Valerie stays silent.
‘Deborah …’ says Guy, ‘I thought you knew this wasn’t serious …’
‘That isn’t the point!’ I snap. ‘You were with Valerie and you never even said!’
Guy follows me as I march back through the front office, saying he’s sorry if – it’s the ‘if’ that gets me, Kitten – sorry if I thought we were monogamous.
Just as I’m rushing to get the hell away from this stupid place, I hear Valerie in the background: ‘I told you we should have said something.’
But I’m practically running out of the door because all I need is a lover who’s going to treat me like a goddess … and I thought Guy was going to do that. But no.
Mere minutes later, while I’m pacing down the road, my phone rings. When I see that it’s Henry, I feel such a mixture of sickness and triumph because he’s actually calling me that I don’t know where to put myself. I mean, I’d love to hear him grovel, Kitten, and tell me he made a huge mistake. But at the same time, will I fall for him if I’m with him? Will he put a spell on me, like he did in the past? Anyway, on the phone I let him do most of the speaking. He’s back in the area, he tells me. Would I like to meet for dinner tonight? His treat. He’d love to see me.
I was about to say no. Make him feel what it’s like to be rejected, for once!
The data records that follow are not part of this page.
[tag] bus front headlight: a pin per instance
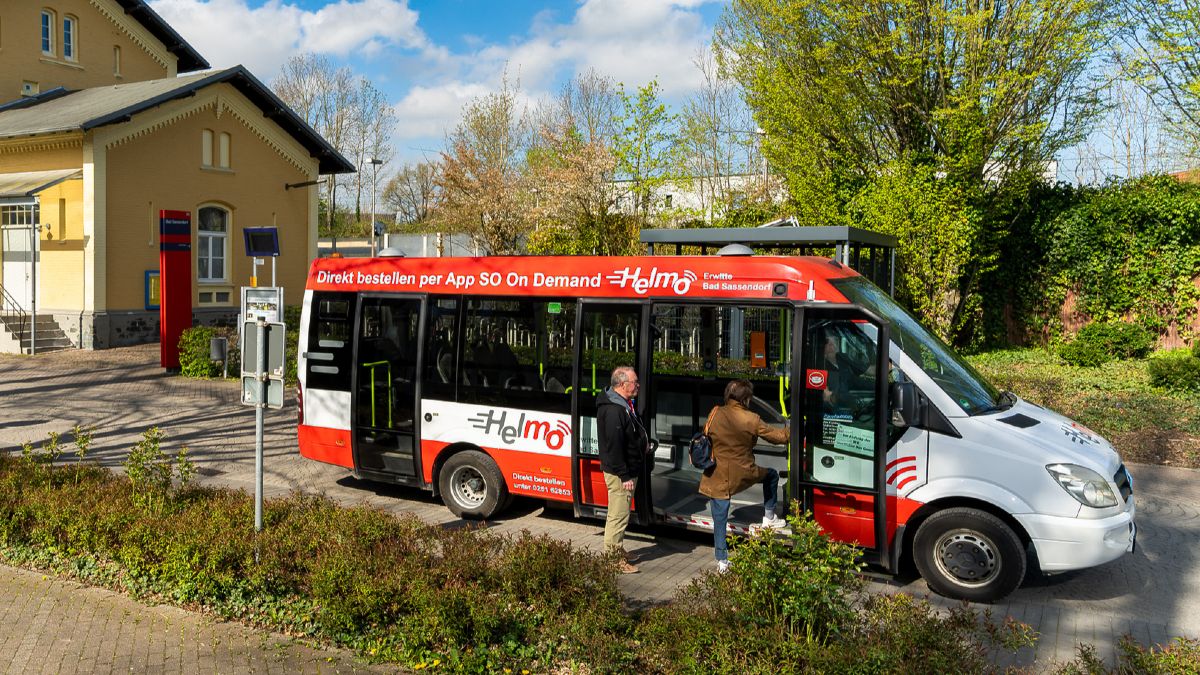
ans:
(1087, 487)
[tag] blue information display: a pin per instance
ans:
(262, 242)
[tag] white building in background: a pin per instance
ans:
(700, 198)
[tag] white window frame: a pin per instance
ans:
(207, 148)
(216, 244)
(70, 37)
(49, 27)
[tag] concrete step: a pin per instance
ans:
(16, 335)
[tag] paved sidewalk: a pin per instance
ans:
(1155, 595)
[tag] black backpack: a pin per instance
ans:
(700, 448)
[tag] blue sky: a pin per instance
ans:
(430, 57)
But what I really want, if I’m honest, is for him to grovel at my feet and tell me he made a horrible mistake. I want to feel wanted by him to make up for having been so unwanted. So I agree to the date.
And when I come off the phone, the first thing I think is: Janey can never know. Is that messed up or what?
Chapter Twelve
Just a Bit of Totty
Friday, 23 March
Oh Kitten!
I arrive at the restaurant ten minutes late. Make ’em wait, Gladys always says, and it’s Gladys I turned to today. On the phone, I told her about my nightmare of a lunch break, in which I came like the clappers and discovered what Guy is really like. But I also tell Gladys I’m going for dinner with an old friend. If I’d mentioned it was Henry, she’d have come round and tied me to a chair.
And, frankly, her instincts are pretty darn good.
Henry’s already at our table in one of his usual grey suits – although his shirt is an almost electric blue, which is really quite bold for him. I know it sounds rude, but I’m thrilled to see that he’s aged a little, his dirty blond hair a mixture of gold and grey. He’s got new glasses too – a trendier pair that are blockier than his old ones. I wonder if she chose them for him, that delectable slapper of his. Predictably, he’s doing the newspaper crossword when I arrive. As the waitress leads me over, I can see that he’s almost filled the whole lot in.
I feel a moment of longing, up close, followed by a sickness rising in my belly. I’m not sure I should be doing this. My gut tells me everything is wrong.
Wh
en he sees me, Henry rises to his feet, eyebrows raised, and dashes to greet me. Once up close, I stay stiff enough to discourage a hug, and he awkwardly squeezes my arm. ‘My dear, my dear,’ he says. ‘How wonderful to see you. Just wonderful.’
Immediately I’m reminded of his irritating tic. The man repeats almost every word he says. Dear God, it used to drive me to distraction.
‘Hello, Henry,’ I say, giving the sort of smile that a movie star gives the press.
He pulls out my chair for me and I can smell his familiar scents – aftershave, breath mints, the tang of his car’s air freshener. A rush of memories gather me up, and I feel the strange, twisted memory of his body, and how it felt to lie in his arms, drunk on love, once upon a time. My poor insides feel raw when I think of it.
All the way to the restaurant I’ve been repeating affirmations: ‘I am happy without him …’ and ‘I deserve the best … Henry praises my strapless wine-red number with its lovely flared skirt. It’s the one Gladys says looks divine on me.
What he doesn’t notice, of course, is my pair of tiger-print stilettos. I don’t care if Guy bought them for me – they’re mine and, frankly, I earned them. But of course Henry was never interested in shoes.